Protecting data subject rights before the court
Under Article 77 of the GDPR, data subjects have the right to lodge a claim with a supervisory authority (typically a DPA) if they consider that the processing of their personal data infringes the GDPR.
But Article 79 also gives them the right to an effective judicial remedy if they believe their data rights have been infringed as a result of GDPR non-compliance.
So an infringement could result in two-pronged legal action. And, even though the DPA and civil court would examine the same facts (although possibly different facets of those facts), a data processor or controller could face contradictory decisions on the same matter.
Take this very simple (and hopefully still theoretical) example regarding the response to a data subject access request. The DPA might deny the request to provide unredacted information to the data subject in order to avoid infringing the rights of third parties. But the civil court could order that the data subject be given the information unredacted.
Again, domestic rules and procedures will be important here. But hopefully national civil courts and DPAs will consult each other before deciding on the same matter.
As well as the collective actions mentioned above, under Article 80 of the GDPR, member states may allow non-profit entities to exercise the data subject rights as per Article 79 without a mandate from the data subject.
Even where a member state has not implemented this, domestic law may allow for representative actions with a data protection angle – again, without the need for a data subject to be involved.
For example, in some jurisdictions, consumer protection laws provide remedies for the protection of collective interests. This has empowered consumer-related associations to file representative actions to prohibit the continued use of unfair and unlawful general terms and conditions (including provisions violating GDPR rules).
Claims for injunctive relief
The GDPR does not explicitly prohibit the securing of data protection-related claims through interim measures. So claimants could obtain an interim injunction – a powerful tool in any litigation.
However, whether this is possible depends on domestic rules and procedures. Interim injunctions may be issued to, for example, avert imminent irreversible damage. However, granting an interim injunction may require prima facie evidence of entitlement and risk.
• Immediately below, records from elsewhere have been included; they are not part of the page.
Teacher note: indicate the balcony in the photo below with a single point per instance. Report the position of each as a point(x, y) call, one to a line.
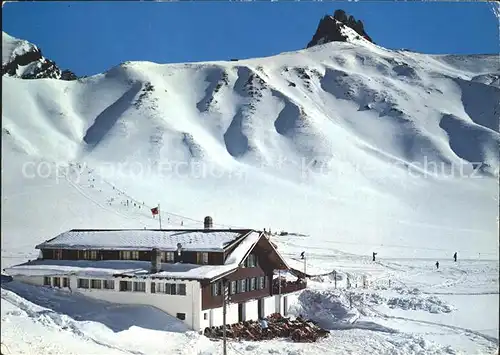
point(288, 286)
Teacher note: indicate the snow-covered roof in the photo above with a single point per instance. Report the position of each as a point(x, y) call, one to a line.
point(238, 254)
point(105, 268)
point(144, 239)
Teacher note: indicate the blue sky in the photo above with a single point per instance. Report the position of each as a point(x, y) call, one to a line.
point(91, 37)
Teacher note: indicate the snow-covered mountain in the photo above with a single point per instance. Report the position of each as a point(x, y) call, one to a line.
point(383, 146)
point(354, 147)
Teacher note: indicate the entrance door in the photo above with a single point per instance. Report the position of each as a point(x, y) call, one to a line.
point(240, 312)
point(260, 305)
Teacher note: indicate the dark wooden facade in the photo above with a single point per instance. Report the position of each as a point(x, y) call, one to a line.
point(266, 257)
point(267, 262)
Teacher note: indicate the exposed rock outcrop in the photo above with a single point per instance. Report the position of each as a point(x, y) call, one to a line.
point(24, 60)
point(332, 29)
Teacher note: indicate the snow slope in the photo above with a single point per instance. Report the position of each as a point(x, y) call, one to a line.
point(358, 147)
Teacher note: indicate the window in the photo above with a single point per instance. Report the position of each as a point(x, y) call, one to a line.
point(56, 281)
point(168, 256)
point(125, 285)
point(216, 289)
point(46, 281)
point(83, 254)
point(262, 283)
point(83, 283)
point(159, 288)
point(139, 286)
point(96, 284)
point(109, 284)
point(242, 286)
point(253, 282)
point(93, 255)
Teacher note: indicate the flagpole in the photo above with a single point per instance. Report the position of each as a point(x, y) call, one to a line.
point(159, 214)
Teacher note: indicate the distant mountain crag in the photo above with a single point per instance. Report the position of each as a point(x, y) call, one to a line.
point(24, 60)
point(330, 29)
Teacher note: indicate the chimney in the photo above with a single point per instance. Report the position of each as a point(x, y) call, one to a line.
point(208, 222)
point(155, 261)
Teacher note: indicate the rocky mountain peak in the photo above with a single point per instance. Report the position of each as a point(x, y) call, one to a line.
point(22, 59)
point(332, 29)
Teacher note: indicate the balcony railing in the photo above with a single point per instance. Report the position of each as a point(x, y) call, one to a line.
point(288, 286)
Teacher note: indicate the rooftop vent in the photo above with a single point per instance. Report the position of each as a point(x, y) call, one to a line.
point(155, 261)
point(208, 223)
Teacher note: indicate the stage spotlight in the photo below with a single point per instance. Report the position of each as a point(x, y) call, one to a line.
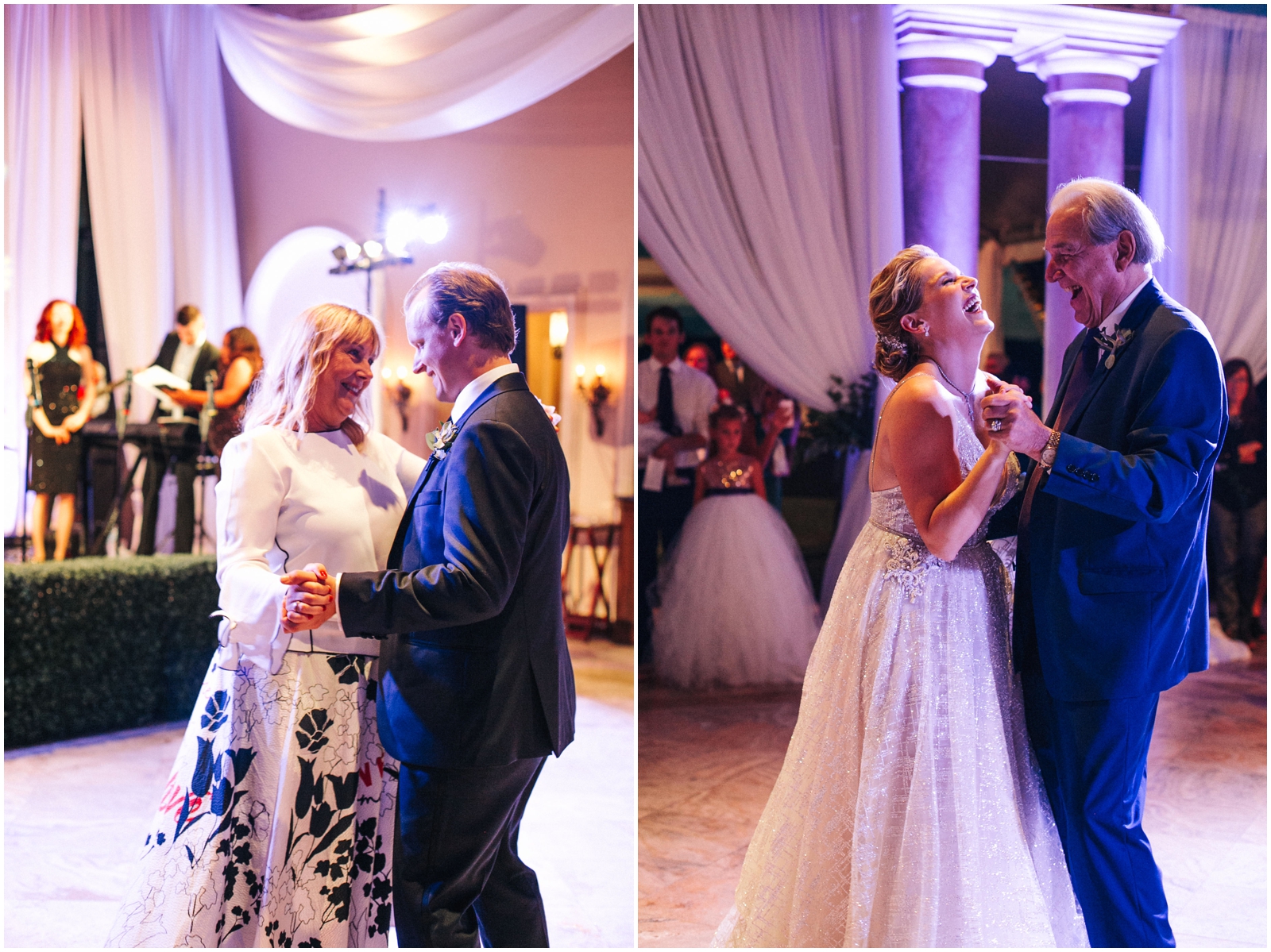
point(434, 228)
point(402, 229)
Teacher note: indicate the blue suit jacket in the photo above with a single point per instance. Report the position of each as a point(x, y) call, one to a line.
point(474, 665)
point(1118, 604)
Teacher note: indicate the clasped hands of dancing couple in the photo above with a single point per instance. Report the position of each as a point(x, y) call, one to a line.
point(969, 763)
point(366, 740)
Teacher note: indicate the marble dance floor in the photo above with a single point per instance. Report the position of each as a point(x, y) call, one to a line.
point(74, 811)
point(707, 763)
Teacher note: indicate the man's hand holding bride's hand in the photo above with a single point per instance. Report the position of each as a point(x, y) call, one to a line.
point(309, 600)
point(1008, 416)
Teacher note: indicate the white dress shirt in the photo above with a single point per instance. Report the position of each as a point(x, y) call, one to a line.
point(1109, 325)
point(694, 395)
point(184, 366)
point(285, 501)
point(477, 387)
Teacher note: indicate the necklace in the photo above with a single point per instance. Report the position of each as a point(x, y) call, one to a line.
point(966, 397)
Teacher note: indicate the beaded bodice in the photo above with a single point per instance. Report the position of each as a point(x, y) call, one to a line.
point(735, 476)
point(887, 509)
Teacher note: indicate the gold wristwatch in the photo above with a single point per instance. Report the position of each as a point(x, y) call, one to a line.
point(1049, 450)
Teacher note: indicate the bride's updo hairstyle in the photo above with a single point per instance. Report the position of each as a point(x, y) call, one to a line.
point(896, 291)
point(284, 391)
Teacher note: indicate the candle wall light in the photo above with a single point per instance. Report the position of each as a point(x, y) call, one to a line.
point(398, 391)
point(597, 395)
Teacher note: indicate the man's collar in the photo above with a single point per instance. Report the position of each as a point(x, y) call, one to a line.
point(1109, 325)
point(477, 387)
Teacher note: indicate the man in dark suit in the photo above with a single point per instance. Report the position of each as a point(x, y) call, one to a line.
point(477, 684)
point(1111, 604)
point(187, 353)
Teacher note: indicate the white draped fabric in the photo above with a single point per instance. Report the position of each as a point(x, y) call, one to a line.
point(205, 228)
point(42, 164)
point(146, 80)
point(1205, 175)
point(769, 177)
point(129, 187)
point(408, 71)
point(769, 187)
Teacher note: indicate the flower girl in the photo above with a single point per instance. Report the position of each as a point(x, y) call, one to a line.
point(736, 604)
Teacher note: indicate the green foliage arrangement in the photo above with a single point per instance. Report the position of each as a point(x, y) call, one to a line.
point(849, 425)
point(99, 645)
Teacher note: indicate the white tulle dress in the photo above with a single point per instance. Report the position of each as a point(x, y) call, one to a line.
point(909, 811)
point(736, 603)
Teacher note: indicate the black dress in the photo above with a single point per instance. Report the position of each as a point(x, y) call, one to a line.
point(55, 468)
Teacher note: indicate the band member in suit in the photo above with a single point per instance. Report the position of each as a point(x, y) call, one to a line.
point(477, 683)
point(187, 353)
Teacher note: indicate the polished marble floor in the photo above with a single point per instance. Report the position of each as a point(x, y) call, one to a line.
point(73, 815)
point(707, 763)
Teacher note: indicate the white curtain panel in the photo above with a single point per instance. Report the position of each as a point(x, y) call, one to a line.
point(1205, 175)
point(203, 225)
point(769, 177)
point(126, 149)
point(407, 71)
point(771, 187)
point(42, 165)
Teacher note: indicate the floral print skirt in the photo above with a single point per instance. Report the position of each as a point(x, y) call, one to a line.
point(276, 825)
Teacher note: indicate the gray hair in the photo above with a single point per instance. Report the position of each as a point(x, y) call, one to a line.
point(1107, 210)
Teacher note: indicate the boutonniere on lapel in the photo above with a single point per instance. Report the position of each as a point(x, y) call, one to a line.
point(1112, 345)
point(552, 414)
point(442, 439)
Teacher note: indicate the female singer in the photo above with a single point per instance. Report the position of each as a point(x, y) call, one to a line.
point(64, 372)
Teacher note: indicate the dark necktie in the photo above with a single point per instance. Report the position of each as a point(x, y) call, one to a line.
point(666, 404)
point(1078, 384)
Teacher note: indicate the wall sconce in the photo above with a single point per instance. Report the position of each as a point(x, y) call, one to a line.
point(398, 391)
point(558, 332)
point(595, 393)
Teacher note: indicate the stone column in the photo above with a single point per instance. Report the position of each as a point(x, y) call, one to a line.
point(942, 63)
point(1087, 99)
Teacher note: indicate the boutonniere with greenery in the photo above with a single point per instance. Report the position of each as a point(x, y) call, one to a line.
point(1118, 338)
point(442, 439)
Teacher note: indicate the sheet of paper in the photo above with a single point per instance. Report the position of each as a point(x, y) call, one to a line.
point(655, 472)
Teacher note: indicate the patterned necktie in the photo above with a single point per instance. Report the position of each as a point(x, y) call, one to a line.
point(666, 404)
point(1078, 384)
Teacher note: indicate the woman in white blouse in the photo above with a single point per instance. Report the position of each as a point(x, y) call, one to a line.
point(276, 827)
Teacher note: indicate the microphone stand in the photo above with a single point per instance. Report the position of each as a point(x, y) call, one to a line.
point(205, 464)
point(35, 402)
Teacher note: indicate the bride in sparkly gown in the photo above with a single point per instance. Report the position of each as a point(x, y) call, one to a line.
point(910, 810)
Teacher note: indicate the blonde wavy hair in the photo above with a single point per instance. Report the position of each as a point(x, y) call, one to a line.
point(284, 391)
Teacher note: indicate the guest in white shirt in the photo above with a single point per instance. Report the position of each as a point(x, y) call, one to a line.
point(675, 403)
point(281, 773)
point(187, 353)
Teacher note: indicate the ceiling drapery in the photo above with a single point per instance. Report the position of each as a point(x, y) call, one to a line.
point(410, 71)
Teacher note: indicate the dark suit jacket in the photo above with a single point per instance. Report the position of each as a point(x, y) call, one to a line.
point(209, 359)
point(1116, 538)
point(474, 670)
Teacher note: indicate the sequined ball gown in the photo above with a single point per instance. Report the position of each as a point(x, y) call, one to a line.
point(910, 811)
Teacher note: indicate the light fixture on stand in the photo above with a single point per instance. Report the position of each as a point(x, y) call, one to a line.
point(391, 245)
point(597, 395)
point(400, 393)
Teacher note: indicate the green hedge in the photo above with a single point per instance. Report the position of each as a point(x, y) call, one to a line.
point(99, 645)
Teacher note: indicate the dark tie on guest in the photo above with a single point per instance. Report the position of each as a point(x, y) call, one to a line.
point(666, 404)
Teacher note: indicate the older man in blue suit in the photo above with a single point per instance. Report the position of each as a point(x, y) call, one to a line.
point(1111, 605)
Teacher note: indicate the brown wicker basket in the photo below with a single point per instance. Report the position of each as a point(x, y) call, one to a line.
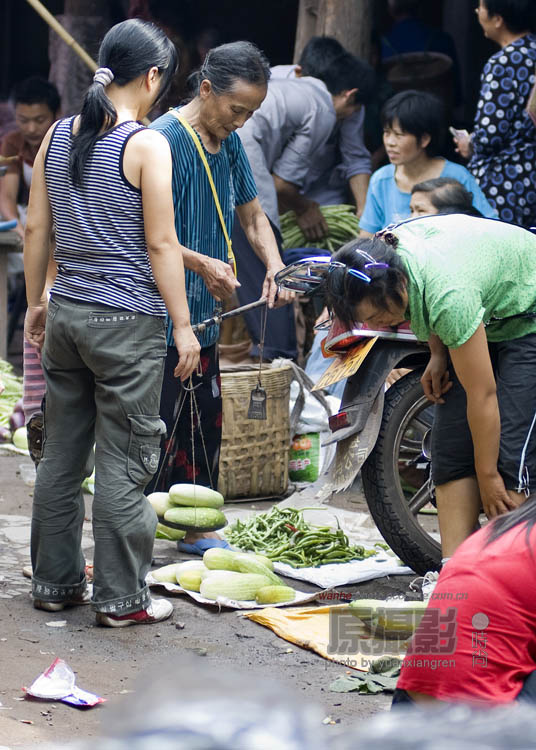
point(254, 453)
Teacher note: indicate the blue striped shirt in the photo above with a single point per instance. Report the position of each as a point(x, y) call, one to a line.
point(100, 241)
point(196, 219)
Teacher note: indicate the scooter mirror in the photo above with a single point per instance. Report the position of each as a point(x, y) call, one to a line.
point(305, 275)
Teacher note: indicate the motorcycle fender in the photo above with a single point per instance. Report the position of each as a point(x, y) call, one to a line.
point(363, 442)
point(363, 387)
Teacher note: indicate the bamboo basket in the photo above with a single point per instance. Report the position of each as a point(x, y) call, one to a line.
point(254, 453)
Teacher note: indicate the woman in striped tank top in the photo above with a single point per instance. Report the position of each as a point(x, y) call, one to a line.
point(104, 182)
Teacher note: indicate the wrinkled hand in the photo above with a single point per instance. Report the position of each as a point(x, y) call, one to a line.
point(312, 222)
point(435, 379)
point(463, 144)
point(19, 229)
point(269, 288)
point(219, 278)
point(495, 498)
point(188, 348)
point(34, 325)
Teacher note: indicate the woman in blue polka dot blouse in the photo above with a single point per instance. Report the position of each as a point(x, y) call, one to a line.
point(502, 147)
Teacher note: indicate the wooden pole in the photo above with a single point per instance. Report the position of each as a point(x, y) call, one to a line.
point(349, 21)
point(67, 38)
point(306, 26)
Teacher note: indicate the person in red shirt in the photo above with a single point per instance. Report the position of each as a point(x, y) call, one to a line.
point(37, 104)
point(476, 643)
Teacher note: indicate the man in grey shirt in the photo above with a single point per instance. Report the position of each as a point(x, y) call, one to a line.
point(342, 168)
point(283, 139)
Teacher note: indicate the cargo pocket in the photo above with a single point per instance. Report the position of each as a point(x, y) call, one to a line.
point(144, 447)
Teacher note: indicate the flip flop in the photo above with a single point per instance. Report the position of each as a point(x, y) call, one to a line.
point(201, 546)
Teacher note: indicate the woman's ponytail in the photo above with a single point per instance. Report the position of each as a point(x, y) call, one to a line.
point(373, 259)
point(129, 49)
point(97, 114)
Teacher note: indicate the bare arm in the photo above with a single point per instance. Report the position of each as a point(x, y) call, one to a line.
point(9, 190)
point(37, 250)
point(261, 238)
point(359, 186)
point(308, 214)
point(473, 367)
point(165, 252)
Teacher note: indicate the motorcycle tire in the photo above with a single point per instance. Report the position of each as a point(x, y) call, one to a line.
point(381, 483)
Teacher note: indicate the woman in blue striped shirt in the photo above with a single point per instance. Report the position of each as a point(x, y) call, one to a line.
point(230, 86)
point(104, 181)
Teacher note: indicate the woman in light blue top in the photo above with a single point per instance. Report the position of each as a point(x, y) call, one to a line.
point(413, 124)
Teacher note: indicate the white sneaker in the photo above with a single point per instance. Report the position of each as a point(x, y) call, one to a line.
point(158, 610)
point(428, 582)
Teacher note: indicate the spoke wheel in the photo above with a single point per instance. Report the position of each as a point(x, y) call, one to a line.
point(396, 479)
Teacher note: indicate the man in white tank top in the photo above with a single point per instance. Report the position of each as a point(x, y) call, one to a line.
point(37, 104)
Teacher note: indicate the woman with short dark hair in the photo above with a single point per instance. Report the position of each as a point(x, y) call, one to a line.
point(413, 123)
point(502, 148)
point(442, 195)
point(484, 605)
point(468, 287)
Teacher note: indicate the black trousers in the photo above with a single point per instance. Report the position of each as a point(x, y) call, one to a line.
point(183, 457)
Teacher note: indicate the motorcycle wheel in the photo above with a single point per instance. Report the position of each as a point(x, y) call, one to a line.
point(396, 480)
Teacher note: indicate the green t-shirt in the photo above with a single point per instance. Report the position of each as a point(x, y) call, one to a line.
point(464, 271)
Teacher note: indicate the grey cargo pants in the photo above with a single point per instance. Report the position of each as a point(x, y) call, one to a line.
point(103, 369)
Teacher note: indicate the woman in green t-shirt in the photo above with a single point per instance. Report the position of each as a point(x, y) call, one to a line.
point(468, 287)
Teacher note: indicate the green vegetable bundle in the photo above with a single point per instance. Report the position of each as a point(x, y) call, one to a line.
point(283, 535)
point(11, 394)
point(342, 222)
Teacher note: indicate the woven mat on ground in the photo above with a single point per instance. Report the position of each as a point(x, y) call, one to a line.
point(343, 574)
point(310, 628)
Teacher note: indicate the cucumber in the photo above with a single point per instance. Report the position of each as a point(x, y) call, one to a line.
point(238, 586)
point(201, 519)
point(166, 532)
point(160, 502)
point(194, 495)
point(275, 595)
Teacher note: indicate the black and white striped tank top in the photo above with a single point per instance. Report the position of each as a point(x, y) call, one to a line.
point(100, 242)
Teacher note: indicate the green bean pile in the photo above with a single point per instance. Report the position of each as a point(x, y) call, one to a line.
point(284, 536)
point(342, 222)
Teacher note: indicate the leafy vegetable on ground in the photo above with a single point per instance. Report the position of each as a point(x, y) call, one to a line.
point(284, 536)
point(342, 222)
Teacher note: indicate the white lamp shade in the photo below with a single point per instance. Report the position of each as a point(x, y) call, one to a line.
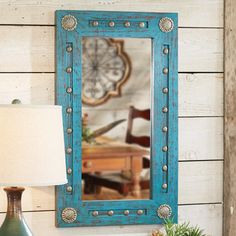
point(31, 146)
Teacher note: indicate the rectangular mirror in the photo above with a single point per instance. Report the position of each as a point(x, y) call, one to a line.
point(116, 105)
point(117, 83)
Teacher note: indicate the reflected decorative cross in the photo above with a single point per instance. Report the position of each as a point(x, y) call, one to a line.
point(106, 67)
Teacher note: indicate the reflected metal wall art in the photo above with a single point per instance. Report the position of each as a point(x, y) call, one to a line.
point(106, 67)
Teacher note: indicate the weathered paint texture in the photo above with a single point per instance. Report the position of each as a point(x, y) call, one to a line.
point(72, 117)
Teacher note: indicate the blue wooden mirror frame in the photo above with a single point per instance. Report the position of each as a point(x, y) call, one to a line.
point(162, 28)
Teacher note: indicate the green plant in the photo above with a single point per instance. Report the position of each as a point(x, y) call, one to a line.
point(183, 229)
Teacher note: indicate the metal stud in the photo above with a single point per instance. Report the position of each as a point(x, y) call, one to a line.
point(68, 109)
point(166, 51)
point(165, 90)
point(127, 24)
point(126, 212)
point(69, 90)
point(95, 213)
point(69, 215)
point(164, 186)
point(165, 71)
point(166, 24)
point(69, 49)
point(95, 23)
point(69, 130)
point(111, 24)
point(164, 168)
point(165, 129)
point(141, 24)
point(164, 211)
point(139, 212)
point(164, 148)
point(69, 69)
point(69, 150)
point(69, 22)
point(110, 213)
point(164, 109)
point(69, 189)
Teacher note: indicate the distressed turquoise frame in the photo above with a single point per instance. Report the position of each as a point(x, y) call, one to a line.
point(76, 212)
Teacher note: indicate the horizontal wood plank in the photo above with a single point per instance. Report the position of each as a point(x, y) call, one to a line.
point(200, 50)
point(199, 182)
point(208, 217)
point(194, 96)
point(205, 14)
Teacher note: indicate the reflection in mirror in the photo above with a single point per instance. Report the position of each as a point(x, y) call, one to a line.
point(116, 131)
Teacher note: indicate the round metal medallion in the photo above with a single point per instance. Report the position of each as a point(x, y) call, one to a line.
point(69, 22)
point(164, 211)
point(166, 24)
point(69, 215)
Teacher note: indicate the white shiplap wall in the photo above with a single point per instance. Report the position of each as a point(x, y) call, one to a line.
point(27, 72)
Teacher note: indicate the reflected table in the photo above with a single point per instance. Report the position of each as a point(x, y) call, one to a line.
point(110, 155)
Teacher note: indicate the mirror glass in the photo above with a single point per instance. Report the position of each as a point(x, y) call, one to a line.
point(116, 75)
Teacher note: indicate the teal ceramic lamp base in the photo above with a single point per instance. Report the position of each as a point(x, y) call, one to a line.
point(14, 223)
The actual scope of possible interim injunctions relating to data protection remains unclear. So far, we have not come across relevant court decisions.
Unfair competition claims
If a data controller or processor infringes its GDPR obligations, remedies under unfair competition law (including injunctive relief claims) may be available.
However, there is no uniform approach to unfair competition regulation in the EU so the issue depends on domestic rules, in particular how the national unfair competition legislation defines a competitor’s ‘unfair action’.
In some jurisdictions, unfair competition claims may be an effective remedy for companies to enforce GDPR violations of its competitors; in others, relying on unfair competition might not be effective at all.
The first case law in this regard comes from Germany, where a few courts have recognised a competitor’s right to claim in this regard. But in general the courts seem rather reluctant to grant such claims.
One vital question remains: can the right to bring proceedings under unfair competition laws be established at all based solely on a violation of the GDPR?
As shown above, private GDPR enforcement is a broad field and goes way beyond claims for damages. Further, domestic laws may allow claimants to take private enforcement actions for GDPR violations.
Data protection litigation and private enforcement of GDPR violations is here to stay. Organisations should be prepared for potential civil claims with a data protection focus and factor this in to their GDPR compliance programmes.